Brendan Sayers provides an account of a wonderful Delphinium of Irish origin:
Delphinium ‘Weeshy’s Blue’ [pronounced wish she] arose as a seedling sown by Anthony Aloysius Doherty at Pretty See Cottage in County Meath approximately 10 years ago. It grew among other delphinum seedlings and it was not until it was a mature clump that its uniqueness was spotted. The cultivar is best noted for its mutant qualities, evident in the uppermost flower being an amalgamation of many flowers and the flowerless gaps on the inflorescence. The cultivar name is derived from the violet blue flowers and the diminutive of the middle name of its originator.
The plant first flowers in late May and early June at a height of approximately 2 metres. The branched inflorescence is approximately 80 cm tall and the flower colour is predominantly violet for the buds and outer sections of petals and violet blue for the central part of the petals (Violet group 86A and Violet-Blue 95A; RHS colour chart 1966).
The mutation is technically termed Peloria, defined by the Merriman-Webster dictionary as ‘a normal, often hereditary regularity of structure occurring in normally irregular flowers’.
One of the most commonly encountered peloric flowered plants of our gardens is Digitalis purpurea, the foxglove, where the terminal flower is cup-shaped, more reminiscent of a Campanula or bell flower. Seedlings of D. ‘Weeshy’s Blue’ exhibit the peloric nature of their parent.
As mentioned, Delphinium ‘Weeshy’s Blue’ is noteworthy in having gaps (up to 8cm long) in the inflorescence, devoid of flowers but still possessing the floral bracts. Furthermore, some of the flowers lack the spur found on normal delphinium flowers.

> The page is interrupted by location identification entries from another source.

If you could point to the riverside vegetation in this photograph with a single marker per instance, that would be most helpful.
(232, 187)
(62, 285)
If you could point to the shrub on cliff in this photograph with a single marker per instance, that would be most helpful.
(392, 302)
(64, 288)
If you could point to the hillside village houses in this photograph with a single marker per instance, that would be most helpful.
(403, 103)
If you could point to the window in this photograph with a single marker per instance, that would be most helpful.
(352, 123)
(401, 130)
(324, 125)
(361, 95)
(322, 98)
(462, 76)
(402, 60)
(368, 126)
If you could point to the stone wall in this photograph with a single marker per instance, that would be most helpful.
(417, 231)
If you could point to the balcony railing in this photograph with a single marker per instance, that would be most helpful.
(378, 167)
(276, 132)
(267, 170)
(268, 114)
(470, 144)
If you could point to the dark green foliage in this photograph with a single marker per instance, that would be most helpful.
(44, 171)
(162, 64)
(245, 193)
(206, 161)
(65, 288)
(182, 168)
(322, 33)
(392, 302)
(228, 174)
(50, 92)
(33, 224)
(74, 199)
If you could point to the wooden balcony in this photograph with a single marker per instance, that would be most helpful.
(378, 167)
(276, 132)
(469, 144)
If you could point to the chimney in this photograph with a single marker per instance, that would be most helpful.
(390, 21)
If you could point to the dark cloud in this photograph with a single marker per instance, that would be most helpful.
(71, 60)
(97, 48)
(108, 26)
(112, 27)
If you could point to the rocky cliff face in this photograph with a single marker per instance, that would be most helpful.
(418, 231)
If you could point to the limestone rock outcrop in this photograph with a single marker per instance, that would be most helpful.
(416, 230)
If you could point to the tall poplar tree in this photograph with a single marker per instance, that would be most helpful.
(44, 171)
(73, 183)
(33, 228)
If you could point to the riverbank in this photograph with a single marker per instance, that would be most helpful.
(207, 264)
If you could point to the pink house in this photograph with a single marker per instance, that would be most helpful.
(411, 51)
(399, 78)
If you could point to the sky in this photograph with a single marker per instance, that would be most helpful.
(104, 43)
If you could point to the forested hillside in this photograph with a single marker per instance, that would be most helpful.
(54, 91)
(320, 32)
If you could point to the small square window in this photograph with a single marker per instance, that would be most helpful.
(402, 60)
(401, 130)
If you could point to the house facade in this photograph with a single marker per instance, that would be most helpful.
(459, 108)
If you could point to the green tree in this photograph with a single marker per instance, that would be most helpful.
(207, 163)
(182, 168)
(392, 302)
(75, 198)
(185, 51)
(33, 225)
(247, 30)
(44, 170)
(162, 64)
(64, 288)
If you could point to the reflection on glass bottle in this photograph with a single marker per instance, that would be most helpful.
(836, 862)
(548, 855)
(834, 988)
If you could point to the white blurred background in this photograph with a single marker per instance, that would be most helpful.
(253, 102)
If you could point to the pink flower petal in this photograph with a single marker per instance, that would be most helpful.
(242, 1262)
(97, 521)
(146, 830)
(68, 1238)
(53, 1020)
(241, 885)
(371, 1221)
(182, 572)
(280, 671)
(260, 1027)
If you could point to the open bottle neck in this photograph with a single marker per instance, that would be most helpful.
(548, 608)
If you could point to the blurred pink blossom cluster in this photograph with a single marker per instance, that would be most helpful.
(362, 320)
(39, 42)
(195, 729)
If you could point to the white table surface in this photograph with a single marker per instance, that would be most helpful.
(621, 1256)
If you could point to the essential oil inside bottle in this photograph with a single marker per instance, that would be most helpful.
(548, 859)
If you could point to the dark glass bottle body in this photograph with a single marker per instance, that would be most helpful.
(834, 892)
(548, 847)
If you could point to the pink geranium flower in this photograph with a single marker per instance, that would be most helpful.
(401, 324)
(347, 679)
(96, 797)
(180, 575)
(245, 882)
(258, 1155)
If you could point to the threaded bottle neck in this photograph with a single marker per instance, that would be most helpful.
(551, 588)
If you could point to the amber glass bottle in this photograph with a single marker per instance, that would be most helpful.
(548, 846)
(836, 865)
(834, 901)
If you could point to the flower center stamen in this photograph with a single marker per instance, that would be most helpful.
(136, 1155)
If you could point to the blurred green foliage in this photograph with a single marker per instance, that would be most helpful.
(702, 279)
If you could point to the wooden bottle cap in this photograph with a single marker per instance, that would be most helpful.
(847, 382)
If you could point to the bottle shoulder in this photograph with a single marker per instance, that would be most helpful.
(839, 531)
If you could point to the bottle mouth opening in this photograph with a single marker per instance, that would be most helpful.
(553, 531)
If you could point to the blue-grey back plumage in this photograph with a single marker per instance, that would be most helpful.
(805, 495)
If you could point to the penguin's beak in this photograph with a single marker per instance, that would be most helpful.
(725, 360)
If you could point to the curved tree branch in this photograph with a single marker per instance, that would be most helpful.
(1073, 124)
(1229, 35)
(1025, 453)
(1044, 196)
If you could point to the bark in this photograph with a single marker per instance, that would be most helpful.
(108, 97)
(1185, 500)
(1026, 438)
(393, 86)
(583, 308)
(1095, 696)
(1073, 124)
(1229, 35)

The second flush of flowers produced in late summer may lack any evidence of mutation.
Delphinium ‘Weeshy’s Blue’ may not be everyone’s first choice for a border, but its unusual form and captivating violet blue flowers makes it attractive and unique. It must be propagated vegetatively, by simple division of the root stock or by basal cuttings in spring and from the second spurt of growth in late summer. If propagating from cuttings, the cuttings should be taken from the plant when the stems are approximately 8cm tall and before they have become hollow.